Eye gene therapy: J&J is already moving to eye gene therapy
- Johnson and Johnson’s Janssen Pharmaceuticals announced on Wednesday that they have been granted rights to research gene treatment to cope with a serious form of vision loss due to aging.
- The HMR59 treatment is performed once in the eye and is intended to support retinal cells in producing a protein which protects them from overactive immune reaction damage. HMR59 has conducted a small study and is now in an interim clinical trial with some 130 participants in patients with an advanced type of disease called age-related macular degeneration.
- In his contract with Hemera Biosciences, the private biotech founded for HMR59, Janssen did not reveal financial terms. Yet the organization has now invested over US$100 million in partnership in eye gene therapy with New York-based biotech MeiraGTx.
J&J takes a more pragmatic approach to gene therapy in contrast with other biotech companies such as Novartis, Roche, and Pfizer. The organization has not borrowed multimillion dollars or introduced any genetic therapies of the first kind.
But when J&J walks through the field more it explicitly sets its goals. The initial focus of the business is on the ocular conditions which were appealing to gene therapists because the eyes can be handled in much smaller doses than the other areas of the body and therefore eliminate the logistical and production difficulties.
The first big change of Janssen was the collaboration at the beginning of last year with MeiraGTx, which allowed it exclusive access to sell a handful of its gene-therapies for heritage retinal diseases or IRDs.
In July, a very small study suggesting that treatment with one of these therapies may delay or stabilize loss of vision in patients with a condition known as X-linked retinitis pigmentosa was revealed. The enterprises reported that they plan to continue to the late-stage evaluation.

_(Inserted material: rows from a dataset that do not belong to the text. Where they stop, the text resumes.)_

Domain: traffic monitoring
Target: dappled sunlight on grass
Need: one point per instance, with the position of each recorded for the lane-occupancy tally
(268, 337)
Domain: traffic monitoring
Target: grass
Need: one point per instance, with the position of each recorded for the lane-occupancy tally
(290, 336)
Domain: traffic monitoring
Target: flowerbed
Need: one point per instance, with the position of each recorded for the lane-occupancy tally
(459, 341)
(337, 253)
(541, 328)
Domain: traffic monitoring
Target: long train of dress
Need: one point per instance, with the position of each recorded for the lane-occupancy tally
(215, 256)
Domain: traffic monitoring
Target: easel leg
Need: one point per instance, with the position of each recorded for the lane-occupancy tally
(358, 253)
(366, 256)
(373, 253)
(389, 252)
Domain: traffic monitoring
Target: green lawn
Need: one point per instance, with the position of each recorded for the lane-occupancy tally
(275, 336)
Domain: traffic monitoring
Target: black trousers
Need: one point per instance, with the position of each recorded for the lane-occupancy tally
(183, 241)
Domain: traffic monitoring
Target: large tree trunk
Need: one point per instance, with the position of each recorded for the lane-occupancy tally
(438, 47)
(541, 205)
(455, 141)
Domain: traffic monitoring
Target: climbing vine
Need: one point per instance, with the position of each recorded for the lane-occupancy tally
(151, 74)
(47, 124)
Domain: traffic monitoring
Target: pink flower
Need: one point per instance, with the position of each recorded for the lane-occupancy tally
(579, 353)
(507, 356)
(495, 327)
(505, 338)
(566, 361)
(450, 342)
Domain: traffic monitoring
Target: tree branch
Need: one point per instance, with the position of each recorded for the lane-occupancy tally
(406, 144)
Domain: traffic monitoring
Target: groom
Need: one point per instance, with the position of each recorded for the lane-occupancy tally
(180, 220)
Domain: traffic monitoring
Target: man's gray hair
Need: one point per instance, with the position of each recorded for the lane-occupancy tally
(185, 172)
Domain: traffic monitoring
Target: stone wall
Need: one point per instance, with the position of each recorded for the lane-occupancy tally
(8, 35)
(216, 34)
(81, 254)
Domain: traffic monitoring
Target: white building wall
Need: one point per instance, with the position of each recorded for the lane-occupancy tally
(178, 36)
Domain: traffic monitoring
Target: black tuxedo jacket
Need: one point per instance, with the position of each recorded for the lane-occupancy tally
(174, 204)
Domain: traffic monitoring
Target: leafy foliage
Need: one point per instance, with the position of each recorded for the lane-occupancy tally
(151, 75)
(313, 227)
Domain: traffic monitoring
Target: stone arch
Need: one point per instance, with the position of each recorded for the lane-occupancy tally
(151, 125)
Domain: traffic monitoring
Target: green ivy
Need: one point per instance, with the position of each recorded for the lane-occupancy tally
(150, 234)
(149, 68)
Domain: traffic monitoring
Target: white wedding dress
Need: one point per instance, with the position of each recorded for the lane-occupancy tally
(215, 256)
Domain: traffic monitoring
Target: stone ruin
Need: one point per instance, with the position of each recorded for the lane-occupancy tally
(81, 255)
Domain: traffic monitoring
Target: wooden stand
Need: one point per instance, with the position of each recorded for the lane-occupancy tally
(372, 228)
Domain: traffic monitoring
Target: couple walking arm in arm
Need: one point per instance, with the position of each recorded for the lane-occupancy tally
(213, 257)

Janssen also has access through the Hemera arrangement to another therapeutic level of gene therapy. A phase 1 study of the HMR59 study was completed by 17 patients with the much more normal dry” type of AMD last December, after testing for medication. In a declaration on December 2, the companies reported that a second stage-1 analysis of HMR59 in ‘wet’ AMD conducts follow-up visits in order to assess long-term protection. Treatment of Hemera is one of many gene therapies in AMD growth, including Regenxbio and Adverum biotechnology candidates.
Janssen considers the ability of the therapy to treat an advanced form of AMD known as geographical atrophy as especially significant. The organization reports that regional atrophy is more prevalent in older adults, causing significant vision damage and impacting five million people worldwide.
Geographical atrophy has also drawn the interest of Novartis, which decided to purchase Vedere Bio for 150 million dollars ahead of the scheme, a small gene therapist. Novartis concluded that the technology of Vedere is capable of handling both geological atrophy and IRDs.